Journal Scan – This Month in Other Journals, June 2023
Description
1. Sharrief A. Diagnosis and Management of Cerebral Small Vessel Disease. Continuum (Minneap Minn). 2023;29(2):501-518. doi:10.1212/CON.0000000000001232
Cerebral small vessel disease (CSVD) is one of the most common clinical conditions that a neuroimager will encounter. CSVD is associated with an increased risk of clinical ischemic and hemorrhagic stroke, silent infarcts, and cognitive decline and dementia. It has well-defined radiographic features and various clinical presentations. Despite its increasing prevalence with the aging population, few specific therapies exist to decrease its progression.
CSVD contributes to significant morbidity and mortality through its impact on stroke risk, cognitive decline, and dementia. Small vessel disease accounts for approximately 22% of ischemic stroke, and small vessel disease burden increases the risk of recurrent stroke following ischemic or hemorrhagic stroke. CSVD manifests as “silent” brain infarcts as well as clinically recognized small vessel ischemic strokes. Silent brain infarcts, which are also included in the classification of “covert cerebral small vessel disease,” are more common than acute ischemic stroke, with an estimated prevalence of 10% to 20% in adults.
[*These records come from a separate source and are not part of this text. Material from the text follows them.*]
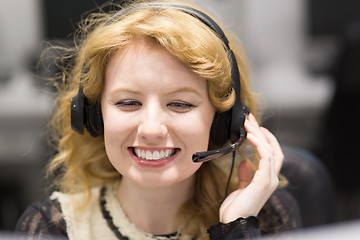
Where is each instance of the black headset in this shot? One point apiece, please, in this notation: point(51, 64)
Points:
point(228, 125)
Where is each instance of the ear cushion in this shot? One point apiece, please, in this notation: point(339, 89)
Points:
point(77, 112)
point(94, 121)
point(220, 128)
point(237, 122)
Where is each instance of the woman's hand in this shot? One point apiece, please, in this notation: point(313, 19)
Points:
point(254, 191)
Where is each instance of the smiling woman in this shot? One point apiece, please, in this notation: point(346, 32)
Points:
point(157, 82)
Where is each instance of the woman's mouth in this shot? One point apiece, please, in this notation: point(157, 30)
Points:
point(154, 154)
point(153, 157)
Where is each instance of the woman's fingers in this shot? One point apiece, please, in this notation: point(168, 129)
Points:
point(271, 156)
point(245, 174)
point(277, 152)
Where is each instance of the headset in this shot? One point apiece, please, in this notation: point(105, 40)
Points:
point(228, 125)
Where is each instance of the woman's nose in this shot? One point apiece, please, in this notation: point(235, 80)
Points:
point(153, 126)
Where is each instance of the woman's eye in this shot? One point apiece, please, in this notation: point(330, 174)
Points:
point(128, 105)
point(181, 106)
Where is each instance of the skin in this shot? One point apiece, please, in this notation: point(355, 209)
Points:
point(152, 102)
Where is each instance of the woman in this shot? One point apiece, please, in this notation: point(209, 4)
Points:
point(152, 80)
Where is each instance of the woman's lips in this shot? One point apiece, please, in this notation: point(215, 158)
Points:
point(153, 157)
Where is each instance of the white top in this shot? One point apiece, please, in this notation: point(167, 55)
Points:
point(90, 223)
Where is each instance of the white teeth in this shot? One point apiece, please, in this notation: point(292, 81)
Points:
point(156, 155)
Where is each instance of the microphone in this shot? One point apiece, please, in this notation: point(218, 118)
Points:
point(210, 155)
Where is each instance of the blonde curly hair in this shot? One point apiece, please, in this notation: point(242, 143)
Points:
point(81, 162)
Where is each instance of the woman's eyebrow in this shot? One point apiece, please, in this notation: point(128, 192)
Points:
point(185, 89)
point(124, 89)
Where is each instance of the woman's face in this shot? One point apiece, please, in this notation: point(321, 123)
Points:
point(156, 113)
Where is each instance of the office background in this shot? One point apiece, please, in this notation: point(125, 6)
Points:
point(304, 57)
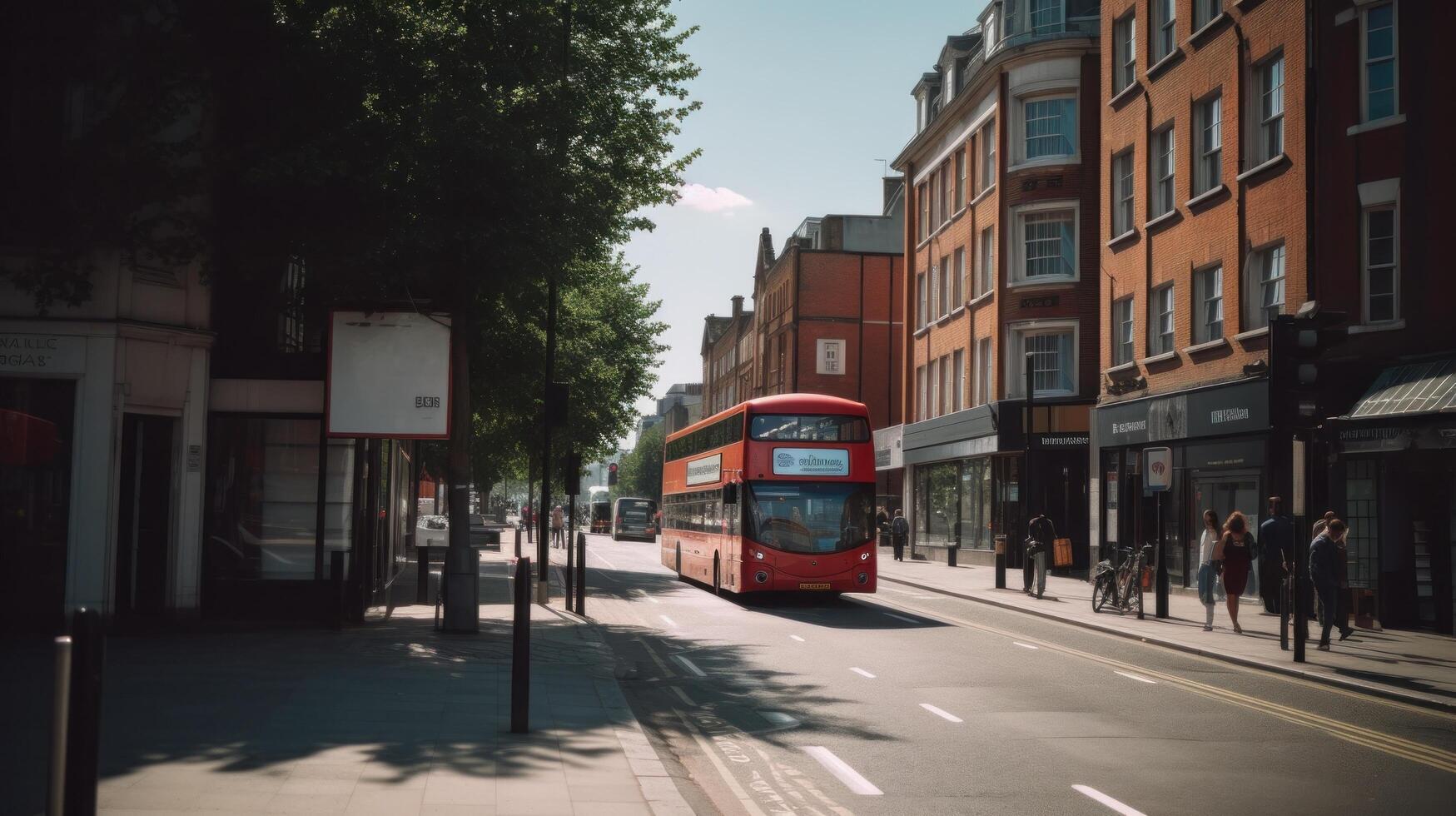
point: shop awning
(1405, 391)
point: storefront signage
(707, 470)
(810, 462)
(42, 353)
(1215, 411)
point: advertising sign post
(1160, 474)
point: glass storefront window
(262, 491)
(35, 491)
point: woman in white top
(1207, 576)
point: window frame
(1206, 181)
(1125, 198)
(1164, 172)
(1394, 58)
(1123, 331)
(1016, 276)
(1201, 299)
(1016, 334)
(1125, 52)
(1162, 341)
(1394, 266)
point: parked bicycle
(1123, 585)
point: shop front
(1220, 443)
(1394, 480)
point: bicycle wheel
(1101, 588)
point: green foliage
(641, 471)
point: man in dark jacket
(1277, 536)
(899, 530)
(1324, 573)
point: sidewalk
(390, 717)
(1417, 668)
These lesions are often found incidentally but are associated with an increased risk of stroke and death, as well as other neurologic, neuropsychiatric, and cognitive symptoms, which are poorly recognized in clinical practice. CSVD accounts for most of the intracerebral hemorrhage (ICH) through arteriosclerosis (sometimes referred to as hypertensive arteriosclerosis) and cerebral amyloid angiopathy (CAA).
Age is the most common nonmodifiable risk factor for CSVD, and the aging of the population has led to the increased global prevalence of CSVD. Almost 100% of adults aged 90 and older have evidence of CSVD, with 36% of adults aged 80 to 90 demonstrating evidence of cerebral microbleeds.
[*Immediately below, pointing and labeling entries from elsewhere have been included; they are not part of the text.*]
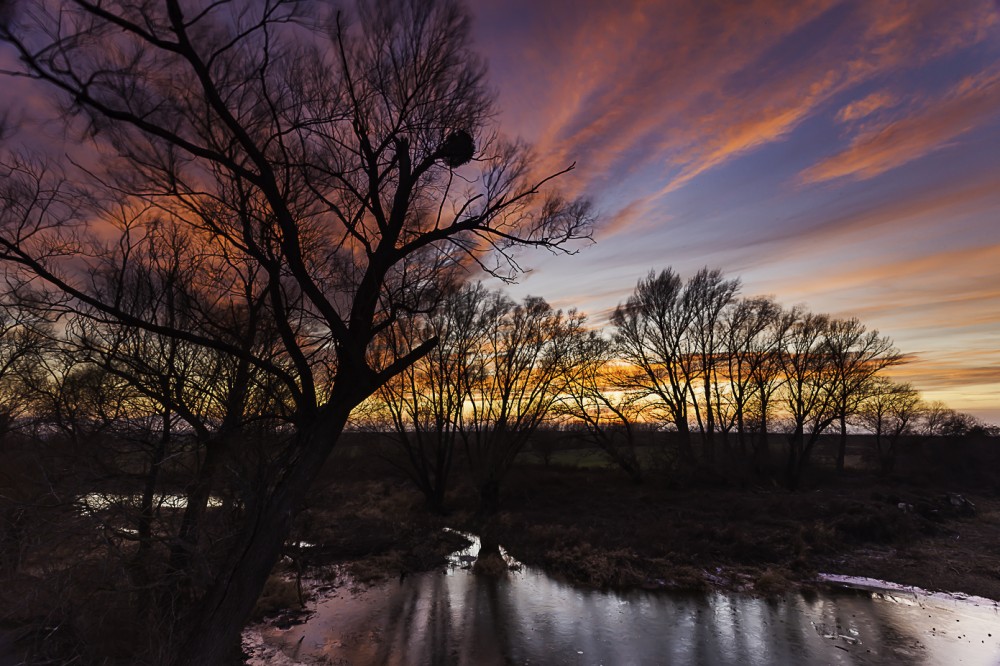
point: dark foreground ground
(594, 527)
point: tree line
(730, 378)
(257, 229)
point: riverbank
(594, 528)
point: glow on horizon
(844, 155)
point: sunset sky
(840, 155)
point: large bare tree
(330, 168)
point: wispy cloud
(876, 149)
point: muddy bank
(595, 528)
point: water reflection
(529, 618)
(103, 501)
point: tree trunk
(198, 494)
(215, 627)
(842, 445)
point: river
(528, 617)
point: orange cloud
(866, 106)
(677, 89)
(972, 102)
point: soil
(594, 527)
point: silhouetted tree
(651, 330)
(319, 156)
(857, 356)
(889, 411)
(806, 393)
(598, 398)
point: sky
(842, 155)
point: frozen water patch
(909, 595)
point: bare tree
(889, 411)
(317, 163)
(426, 401)
(806, 393)
(752, 344)
(518, 368)
(858, 355)
(599, 399)
(706, 297)
(651, 329)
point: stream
(529, 617)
Several modifiable clinical risk factors are associated with the development of CSVD. These include hypertension, obstructive sleep apnea, diabetes mellitus, hyperlipidemia, and tobacco use. Chronic kidney disease is associated with increased presence of cerebral microbleeds, white matter hyperintensities, and silent brain infarctions.
In 2013, a multidisciplinary group from the Centers for Standards in Neurodegeneration published a position paper describing the need for consistent terminology and setting the standard for describing CSVD. They described six radiographic phenotypes of CSVD: (1) recent small subcortical infarct, (2) white matter hyperintensity, (3) lacune of presumed vascular origin, (4) widened perivascular spaces, (5) cerebral microbleed, and (6) brain atrophy.
4 tables and 5 figures with this, including MR
2. Perneczky R, Jessen F, Grimmer T, et al. Anti-amyloid antibody therapies in Alzheimer’s disease. Brain. 2023;146(3):842-849. doi:10.1093/brain/awad005
New disease-modifying therapies (DMT) promise a step change in dementia care and prevention. At present, monoclonal antibodies (mAbs) targeting amyloid-β (Aβ) are the most prevalent drugs in phase III trials, with robust evidence on their engagement of the biological target in humans. However, clinical efficacy is less consistent across different agents, and the overall trial evidence so far indicated that successful Aβ clearance in early Alzheimer’s disease has at best very small effects on cognitive decline. The authors present this update which aims to elucidate the key reasons for those inconsistencies. To showcase the challenges with developing DMTs for Alzheimer’s disease, they start with an analysis of the three most recent anti-Aβ mAbs with completed phase III trials. They provide reasons why results of meta-analyses of the previous trials are less relevant in the appreciation of the new lecanemab data, including differences in drug dose, cohort characteristics, mAb specificity and adverse events.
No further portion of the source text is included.